Und wenig später: »Ich Vollidiot. Warum habe ich mir nichts dabei gedacht? Das Zelt war so aufgeräumt. Ich dachte, er ordnet schon alles für den Heimweg. Nein! Er hatte, was er brauchen würde, in den Tornister und die große Tasche gesteckt. Mensch, Theo! Wie um Himmels willen erkläre ich deinen Eltern, dass ich dich ›verloren‹ habe? Warum bringst du mich in eine derartige Situation?«
Ludwig setzte sich auf einen Stein, barg das Gesicht in beiden Händen. Konnte nicht fassen, dass der Freund wirklich so egoistisch gehandelt hatte.
»Vielleicht kenne ich dich doch nicht mehr so gut, wie ich angenommen habe. Du magst dich in den letzten Jahren verändert haben und hast es bis jetzt vor mir verborgen.«
Eine winzige Hoffnung blieb. Noch zwei Tage bis zur Heimfahrt. Am Ende würde Theo am Bahnsteig auf ihn warten, als sei nichts geschehen!
»Verdammt, Theo!«, fluchte Ludwig. »Was soll ich denn jetzt tun?«
14. Kapitel
1924 im Mai Julius und Margarethe
»Julius! So kann das doch nicht weitergehen!«
Der Angesprochene wandte den Kopf zur Seite, als könne er so dem Schwall fordernder Worte einfach ausweichen.
Es misslang.
Seine Frau baute sich direkt vor ihm auf, fing seine Augen ein, klebte die ihren darauf fest und meinte kühl: »Nun glaubst du tatsächlich noch immer, du könntest mal eben abtauchen, was?« Der drohende Unterton war unüberhörbar. »Ich kann es einfach nicht fassen! In all den Ehejahren hast du nicht kapiert, dass dieser Trick bei mir nicht funktioniert.«
»Also«, seufzte der Gatte geschlagen, »was kann so nicht weitergehen?«
»Dieser Krach! Hörst du das denn nicht?«
»Nun, schon. Aber es ist nicht zu ändern. Geht ja so, seit er eingezogen ist. Und beschwert haben wir uns, sogar mehrfach. Der hat immer irgendeine Erklärung. Mal muss er Schuhe besohlen, mal Möbel zusammenbauen.«
»Wenn man sich nicht gutstellen müsste mit dem Kerl! Wenn ich mich zu deutlich beschwere, verkauft er uns kein Fleisch mehr!«, lamentierte die Ehefrau.
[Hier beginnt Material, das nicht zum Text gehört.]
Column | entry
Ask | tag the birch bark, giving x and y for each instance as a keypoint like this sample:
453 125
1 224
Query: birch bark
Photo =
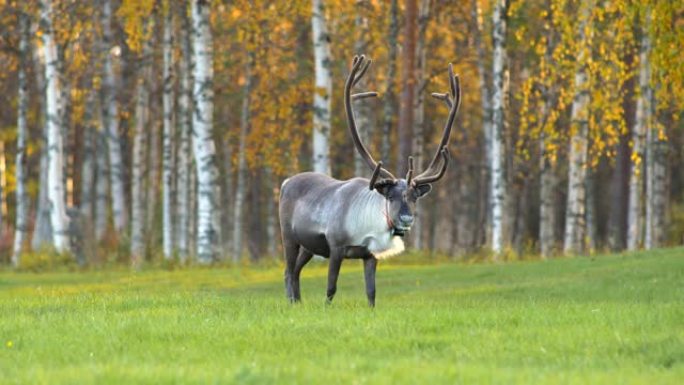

»Dann wirst du wohl den Lärm ertragen müssen, Margarethe«, stellte Julius lakonisch fest. »Aufregen ist sinnlos. Er interessiert sich nicht für die Nachbarn. War schon in der Celler Straße so. Da haben sie sich auch beschwert – und genützt hat es nichts.«
Die stattliche Frau baute sich gefährlich vor dem im Vergleich zu ihr zarten und kleinen Mann auf, die Augen zu Sehschlitzen verengt, funkelte sie ihn böse an.
»Was hast du denn mit denen von der Celler Straße zu schaffen? Hä?«
Julius wurde bleich. Begann zu zittern. »Gar nichts!«, beteuerte er schließlich. »Gar nichts!«
»Und woher weißt du das dann?«
»Ist doch nur, weil der Linderer auch …«
»Aha?«, schnarrte sie entrüstet.
»Klatsch und Tratsch eben. Jeder weiß was zu erzählen. Manch einer auch über den Haarmann. Und seinen sauberen Freund.«
»Wenn du weiter Fleisch auf deinem Teller haben willst, pass besser auf, mit wem du da am Quatschen dran bist. Der Haarmann arbeitet für das Polizeipräsidium!« Dabei setzte sie ein Miene auf, die zwischen Hochnäsigkeit und Schlauheit angesiedelt sein sollte – am Ende aber nur dümmlich wirkte.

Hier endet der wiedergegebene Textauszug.